Dogs with chronic diarrhea

Chronic diarrhea is also a common reason why dogs are presented to a veterinarian for assessment and care. In general, there are many different reasons for chronic diarrhea in dogs. A comprehensive clinical history and a thorough physical examination are crucial for arriving at the most appropriate diagnosis. Also, each dog should be evaluated for a possible infestation with gastrointestinal parasites and, if none are identified, treated with a broad-spectrum anthelminthic agent. To rule out secondary causes of chronic diarrhea a complete blood count, serum chemistry profile, urinalysis, and measurement of serum trypsin-like immunoreactivity (cTLI) and pancreatic lipase immunoreactivity (Spec cPLTM) concentrations are warranted. Also, serum folate and cobalamin concentrations should be measured to better characterize the disease process. If no specific underlying cause can be identified and the patient is stable a variety of treatment trials can be undertaken, including dietary trials, antibiotic trials (the author recommends tylosin at 25 mg/kg q 12 hrs), or a probiotic agent. If the patient does not respond further diagnostics are needed to try to identify the definitive cause for the clinical syndrome. However, it is important to point out that probiotics may not only be warranted in canine patients with non-specific chronic diarrhea, but may also be a viable treatment option for dogs with evidence of an alteration in the intestinal bacterial ecosystem (e.g., as evidenced by an increased serum folate concentration) or even inflammatory bowel disease (IBD).
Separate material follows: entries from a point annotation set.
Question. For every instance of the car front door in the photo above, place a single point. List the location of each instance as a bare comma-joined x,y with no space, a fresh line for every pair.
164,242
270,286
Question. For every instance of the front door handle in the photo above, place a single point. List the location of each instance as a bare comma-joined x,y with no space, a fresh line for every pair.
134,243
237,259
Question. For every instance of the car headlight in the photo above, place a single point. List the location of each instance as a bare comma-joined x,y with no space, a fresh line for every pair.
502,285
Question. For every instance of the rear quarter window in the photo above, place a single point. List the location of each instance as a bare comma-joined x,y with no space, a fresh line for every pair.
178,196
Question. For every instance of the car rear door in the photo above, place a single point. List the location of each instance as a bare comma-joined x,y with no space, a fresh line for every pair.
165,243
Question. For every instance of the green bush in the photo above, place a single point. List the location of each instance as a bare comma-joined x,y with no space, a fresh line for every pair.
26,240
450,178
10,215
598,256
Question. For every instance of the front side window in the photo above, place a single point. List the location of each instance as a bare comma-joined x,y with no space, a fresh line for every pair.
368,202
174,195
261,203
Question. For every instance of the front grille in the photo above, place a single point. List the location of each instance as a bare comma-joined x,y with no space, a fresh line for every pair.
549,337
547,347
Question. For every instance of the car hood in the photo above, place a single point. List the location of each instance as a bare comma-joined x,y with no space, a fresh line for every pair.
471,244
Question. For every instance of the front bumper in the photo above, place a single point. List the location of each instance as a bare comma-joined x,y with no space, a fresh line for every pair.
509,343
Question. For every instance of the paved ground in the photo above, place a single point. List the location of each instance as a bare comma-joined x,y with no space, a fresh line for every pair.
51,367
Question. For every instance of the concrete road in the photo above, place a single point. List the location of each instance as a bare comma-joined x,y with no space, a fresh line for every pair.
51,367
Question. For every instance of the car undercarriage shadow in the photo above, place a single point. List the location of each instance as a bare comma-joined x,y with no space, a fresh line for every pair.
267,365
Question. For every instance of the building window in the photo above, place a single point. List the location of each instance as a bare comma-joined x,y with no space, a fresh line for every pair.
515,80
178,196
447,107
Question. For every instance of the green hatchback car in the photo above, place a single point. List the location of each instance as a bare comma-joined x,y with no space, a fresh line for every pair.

Dogs at risk for developing stress-related diarrhea

Two studies have shown that Bifidobacterium animalis AHC7 is efficacious in preventing stress-induced diarrhea. Thus, dogs that have a history of stress-induced diarrhea are ideal candidates for preventative use of a probiotic agent. Ideally, the probiotic should be started a few days before the stressful event and should be continued for several days after the stressful event.

Cats with diarrhea

As chronic diarrhea is much more common in cats than acute diarrhea, cats with chronic diarrhea or cats with a history of stress-induced diarrhea could be considered for therapy. The same guidelines discussed for dogs with chronic diarrhea or with a history for stress-induced diarrhea also apply for the treatment of cats.